Parte della sua vita, un vestito, resterà per sempre in una delle fotografie più iconiche del pianeta Terra, riconoscibile anche da Marte.

Durante il servizio fotografico è solo un semplice, vecchio abito acquistato due anni prima in un negozio di Los Angeles.

Oggi sarebbe uno dei tre vestiti bianchi più celebri nella musica (se ne escludiamo un paio di Elvis), se sapessimo chi ce l’ha e dove si trova.

Dick Zimmerman nel 1982 fotografa solo persone famose.

Quando i due collaborano, Michael è il cresciuto (e mai cresciuto) bambino prodigio dei Jackson5 e una promessa non ancora del tutto espressa.

Giusto il tempo di conoscere quel giovane ragazzo magrissimo, che parla a voce bassa e lentamente, dall’aspetto così fragile da sembrare di cristallo, prima che diventi una superstar blindata e inavvicinabile.

Michael e Dick diventano subito amici. E come tutte le cose più belle importanti succede tutto per caso, senza rendersene conto.

E Dick stava quasi per lasciare la fotografia…

Sì perché lui è soprattutto un pittore.

Manhattan all’anagrafe. Prima New York, poi Londra a fine anni ’60, e ancora America dal 1974, sponda ovest, a Los Angeles.

Dick studia arti visive a New York. School Visual Arts, School of Design, Brooklyn Museum. Il suo primo soggetto è suo padre. A 27 anni dirige una delle maggiori riviste di arti grafiche della Grande Mela.

Ben presto diventa un pittore conosciuto e molto richiesto. Troppo richiesto.

Quando si trasferisce a Londra trova un Eldorado artistico.

Dick capisce che il turbine di cambiamenti di The Big Smoke non avvolge solo la musica ma anche le arti visive.

Qui scopre, prova, sperimenta. Le persone non si mettono più in posa per un ritratto, preferiscono farsi fotografare.

Dick impara a fotografare, per avere riferimenti illimitati nella sua arte, le persone; una quantità potenzialmente infinita di soggetti, un numero enorme di possibili lavori. Acquisisce una grande esperienza e tecniche di fotografie innovative.

Londra accoglie Dick da pittore. Dick saluta Londra da fotografo.

Quando sbarca a Los Angeles, senza saperlo sempre più vicino a Michael Jackson, il lavoro gli piove addosso.

La sua fama di fotografo lo precede. Merito anche della scuola-Londra, molto più avanzata di quella americana.

Diventa fotografo per copertine di riviste, finestre di carta dove le star si mettono in mostra. Jacqueline Smith, una delle Charlie’s Angels, è il primo soggetto di una lunga serie. e star è un termine ancora più vicino a Michael Jackson.

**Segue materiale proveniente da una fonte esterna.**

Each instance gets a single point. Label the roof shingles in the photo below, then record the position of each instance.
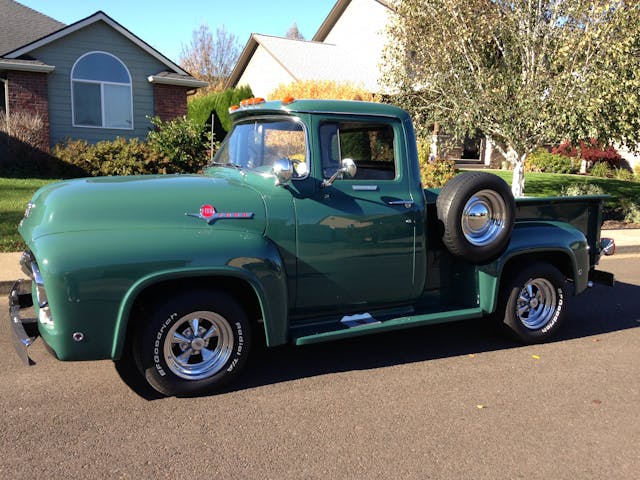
(20, 25)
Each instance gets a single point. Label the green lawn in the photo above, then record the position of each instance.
(14, 195)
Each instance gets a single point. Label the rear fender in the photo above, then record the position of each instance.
(554, 241)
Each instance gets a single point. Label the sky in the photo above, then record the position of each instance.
(167, 25)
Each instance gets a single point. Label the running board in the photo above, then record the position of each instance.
(350, 327)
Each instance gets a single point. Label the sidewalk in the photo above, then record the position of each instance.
(627, 241)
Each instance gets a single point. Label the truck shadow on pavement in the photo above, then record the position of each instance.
(601, 310)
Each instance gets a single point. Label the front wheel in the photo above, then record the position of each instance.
(533, 300)
(193, 344)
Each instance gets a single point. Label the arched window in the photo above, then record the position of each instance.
(101, 92)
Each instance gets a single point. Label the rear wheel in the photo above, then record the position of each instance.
(534, 302)
(194, 343)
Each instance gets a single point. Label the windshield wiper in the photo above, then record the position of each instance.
(228, 165)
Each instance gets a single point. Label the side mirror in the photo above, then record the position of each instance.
(283, 171)
(348, 170)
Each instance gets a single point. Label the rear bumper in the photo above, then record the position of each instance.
(24, 330)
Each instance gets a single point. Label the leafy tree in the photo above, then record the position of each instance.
(210, 59)
(293, 32)
(524, 72)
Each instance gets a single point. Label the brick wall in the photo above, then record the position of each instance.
(28, 93)
(169, 101)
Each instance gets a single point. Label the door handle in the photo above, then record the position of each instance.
(406, 203)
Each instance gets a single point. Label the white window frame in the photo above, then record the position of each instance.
(101, 84)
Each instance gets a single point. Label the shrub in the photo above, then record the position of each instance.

Da People e tante altre riviste di celebrità, un termine sempre più in orbita Jackson, alle copertine degli album è un attimo.

Poco prima di conoscere Jackson, Dick sta pensando di ritornare a dipingere (cosa che farà comunque pochi anni dopo Thriller) ma non ha fatto i conti con il destino.

Dick Zimmerman realizza centinaia di copertine musicali, dai Village People a Billy Idol, dai Pointer Sisters agli idoli country americani, finché un giorno riceve una telefonata.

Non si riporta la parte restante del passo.